Beginning with a brief look at what the European colonists were able to make of indigenous beliefs and practices, and ending in 1730—the year before the first published work of the Rev. Jonathan Edwards— Religion and Its Reformation in America seeks to highlight the distinguishing features of Christianity in the first century of its life in the colonies that would become the United States.
The transplanted Church of England in Virginia, the Catholicism of Maryland, and, later on, the Quaker experience of Pennsylvania are well represented, but the heaviest emphasis falls on the "Puritans" of Massachusetts and Connecticut. Astonishingly, the leaders of a migrant population produced a religious literature that, in both quantity and intellectual acumen, is unmatched in any other colonial venue on record.
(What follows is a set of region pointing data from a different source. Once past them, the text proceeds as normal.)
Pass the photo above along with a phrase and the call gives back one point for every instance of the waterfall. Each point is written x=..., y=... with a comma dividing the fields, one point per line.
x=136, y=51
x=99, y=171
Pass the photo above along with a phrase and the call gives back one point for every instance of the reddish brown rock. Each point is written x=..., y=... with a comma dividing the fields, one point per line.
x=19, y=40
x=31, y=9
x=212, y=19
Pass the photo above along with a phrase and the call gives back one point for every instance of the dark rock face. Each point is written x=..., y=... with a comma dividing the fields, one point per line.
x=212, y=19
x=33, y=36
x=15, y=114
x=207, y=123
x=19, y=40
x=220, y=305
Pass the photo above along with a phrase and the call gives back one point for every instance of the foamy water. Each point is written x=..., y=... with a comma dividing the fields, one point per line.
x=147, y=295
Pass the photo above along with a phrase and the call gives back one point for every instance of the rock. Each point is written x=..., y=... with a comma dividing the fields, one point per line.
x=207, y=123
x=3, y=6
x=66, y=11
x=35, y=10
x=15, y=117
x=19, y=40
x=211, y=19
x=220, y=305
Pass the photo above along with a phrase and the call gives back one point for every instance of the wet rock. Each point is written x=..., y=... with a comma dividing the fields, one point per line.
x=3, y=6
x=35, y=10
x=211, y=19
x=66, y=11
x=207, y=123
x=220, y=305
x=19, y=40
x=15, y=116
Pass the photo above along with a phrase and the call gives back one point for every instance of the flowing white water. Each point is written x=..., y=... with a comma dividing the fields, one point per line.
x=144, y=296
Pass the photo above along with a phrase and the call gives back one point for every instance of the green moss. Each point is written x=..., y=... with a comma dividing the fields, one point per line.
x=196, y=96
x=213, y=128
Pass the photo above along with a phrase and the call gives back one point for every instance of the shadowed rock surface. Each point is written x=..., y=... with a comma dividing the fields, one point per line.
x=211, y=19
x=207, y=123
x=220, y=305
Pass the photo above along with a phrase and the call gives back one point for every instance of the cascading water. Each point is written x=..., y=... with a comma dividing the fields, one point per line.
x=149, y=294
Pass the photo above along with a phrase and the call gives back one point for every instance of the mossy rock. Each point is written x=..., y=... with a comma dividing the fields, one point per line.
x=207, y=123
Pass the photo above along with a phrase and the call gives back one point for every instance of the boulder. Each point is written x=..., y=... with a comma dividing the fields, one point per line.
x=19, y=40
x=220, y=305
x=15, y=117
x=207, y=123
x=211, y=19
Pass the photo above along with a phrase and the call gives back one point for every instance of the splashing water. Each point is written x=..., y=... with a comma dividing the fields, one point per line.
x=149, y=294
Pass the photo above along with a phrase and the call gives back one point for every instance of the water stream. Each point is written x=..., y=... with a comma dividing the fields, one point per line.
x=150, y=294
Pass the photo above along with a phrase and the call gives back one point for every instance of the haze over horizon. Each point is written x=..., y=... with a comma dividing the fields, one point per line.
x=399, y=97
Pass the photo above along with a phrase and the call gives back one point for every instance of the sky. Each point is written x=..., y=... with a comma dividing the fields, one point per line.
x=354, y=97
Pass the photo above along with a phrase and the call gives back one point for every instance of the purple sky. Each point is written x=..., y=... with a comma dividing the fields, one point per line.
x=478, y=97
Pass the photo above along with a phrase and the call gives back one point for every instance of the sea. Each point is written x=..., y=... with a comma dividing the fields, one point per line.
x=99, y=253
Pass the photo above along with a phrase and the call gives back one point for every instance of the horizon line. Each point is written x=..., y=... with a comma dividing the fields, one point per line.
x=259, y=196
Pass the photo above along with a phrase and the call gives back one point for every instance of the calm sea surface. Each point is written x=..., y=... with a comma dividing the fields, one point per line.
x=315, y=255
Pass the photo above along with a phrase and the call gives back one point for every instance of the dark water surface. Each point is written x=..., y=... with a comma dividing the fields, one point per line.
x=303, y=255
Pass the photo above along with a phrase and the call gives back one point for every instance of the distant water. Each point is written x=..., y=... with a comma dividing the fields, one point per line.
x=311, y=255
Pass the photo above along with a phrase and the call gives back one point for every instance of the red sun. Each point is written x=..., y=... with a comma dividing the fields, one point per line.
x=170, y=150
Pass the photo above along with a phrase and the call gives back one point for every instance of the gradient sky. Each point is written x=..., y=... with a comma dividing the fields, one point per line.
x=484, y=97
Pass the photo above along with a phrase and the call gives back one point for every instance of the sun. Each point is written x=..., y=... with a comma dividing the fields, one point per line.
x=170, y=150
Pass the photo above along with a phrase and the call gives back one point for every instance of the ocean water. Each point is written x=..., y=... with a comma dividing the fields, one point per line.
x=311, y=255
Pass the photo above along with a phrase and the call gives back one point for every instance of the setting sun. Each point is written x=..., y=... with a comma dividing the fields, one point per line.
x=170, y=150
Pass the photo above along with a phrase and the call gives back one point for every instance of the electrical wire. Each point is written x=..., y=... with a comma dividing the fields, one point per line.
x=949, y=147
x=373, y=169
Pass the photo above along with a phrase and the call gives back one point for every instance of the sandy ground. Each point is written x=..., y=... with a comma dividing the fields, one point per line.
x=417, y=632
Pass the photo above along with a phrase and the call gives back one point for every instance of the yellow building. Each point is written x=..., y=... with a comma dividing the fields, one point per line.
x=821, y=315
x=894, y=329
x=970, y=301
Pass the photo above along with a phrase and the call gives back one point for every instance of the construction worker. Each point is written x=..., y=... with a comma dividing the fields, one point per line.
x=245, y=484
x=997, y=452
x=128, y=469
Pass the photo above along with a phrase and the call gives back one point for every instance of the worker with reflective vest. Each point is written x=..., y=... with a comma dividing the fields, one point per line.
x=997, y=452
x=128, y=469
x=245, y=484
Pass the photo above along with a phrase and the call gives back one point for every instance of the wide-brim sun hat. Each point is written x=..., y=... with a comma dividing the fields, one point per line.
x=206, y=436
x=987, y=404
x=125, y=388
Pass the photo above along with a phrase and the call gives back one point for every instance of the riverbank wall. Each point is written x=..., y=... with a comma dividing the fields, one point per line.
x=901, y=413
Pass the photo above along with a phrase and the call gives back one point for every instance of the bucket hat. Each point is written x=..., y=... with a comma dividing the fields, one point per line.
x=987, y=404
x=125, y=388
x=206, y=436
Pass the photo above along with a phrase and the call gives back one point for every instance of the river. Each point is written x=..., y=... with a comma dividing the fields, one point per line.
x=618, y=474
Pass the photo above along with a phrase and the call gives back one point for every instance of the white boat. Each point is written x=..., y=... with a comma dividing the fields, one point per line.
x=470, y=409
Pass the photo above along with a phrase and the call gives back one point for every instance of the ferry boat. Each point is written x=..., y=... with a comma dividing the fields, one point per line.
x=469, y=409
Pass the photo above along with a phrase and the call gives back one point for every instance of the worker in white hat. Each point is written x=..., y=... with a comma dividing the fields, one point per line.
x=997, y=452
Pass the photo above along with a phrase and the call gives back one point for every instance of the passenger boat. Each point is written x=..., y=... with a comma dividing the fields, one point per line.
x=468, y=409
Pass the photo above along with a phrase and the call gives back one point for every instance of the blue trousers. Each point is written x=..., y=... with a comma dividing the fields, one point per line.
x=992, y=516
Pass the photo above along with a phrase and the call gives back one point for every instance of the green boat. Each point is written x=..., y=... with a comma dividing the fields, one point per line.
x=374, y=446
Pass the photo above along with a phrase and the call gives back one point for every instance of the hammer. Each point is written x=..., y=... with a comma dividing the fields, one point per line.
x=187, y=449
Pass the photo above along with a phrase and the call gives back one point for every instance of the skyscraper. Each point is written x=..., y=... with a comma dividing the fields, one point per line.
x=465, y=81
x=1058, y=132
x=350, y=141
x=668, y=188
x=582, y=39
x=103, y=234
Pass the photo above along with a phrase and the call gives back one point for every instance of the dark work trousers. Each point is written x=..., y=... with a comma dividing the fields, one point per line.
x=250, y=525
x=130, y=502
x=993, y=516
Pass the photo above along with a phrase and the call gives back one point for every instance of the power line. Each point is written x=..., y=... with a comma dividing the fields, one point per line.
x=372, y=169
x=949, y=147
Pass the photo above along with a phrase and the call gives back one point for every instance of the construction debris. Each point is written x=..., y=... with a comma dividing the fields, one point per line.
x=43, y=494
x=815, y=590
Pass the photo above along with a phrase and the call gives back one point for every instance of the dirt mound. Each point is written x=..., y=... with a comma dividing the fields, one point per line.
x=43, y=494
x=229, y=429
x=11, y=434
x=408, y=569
Drawing on an array of texts written on the Continent, and in some cases on a personal experience of Reformed churches abroad, these so-called Puritans sought a New Church in a providentially provided New England.
The general outlines of their story—end-time excitement, the establishment of a radical new ecclesiology (which came to be known as Congregationalism), second- and third-generation confusion and compromise which yet refused to concede that their radicalism had been a mistake—are well known to historians who specialize in this period. Presented here, however, for scholar and student alike, is something approaching a full literary record—not just names and dates and creeds and platforms, but a rich human experience of motive, energy, action, and affect. Religion to be sure, with reform its driving force—but also literature in its best sense, eager to upend prevailing assumptions.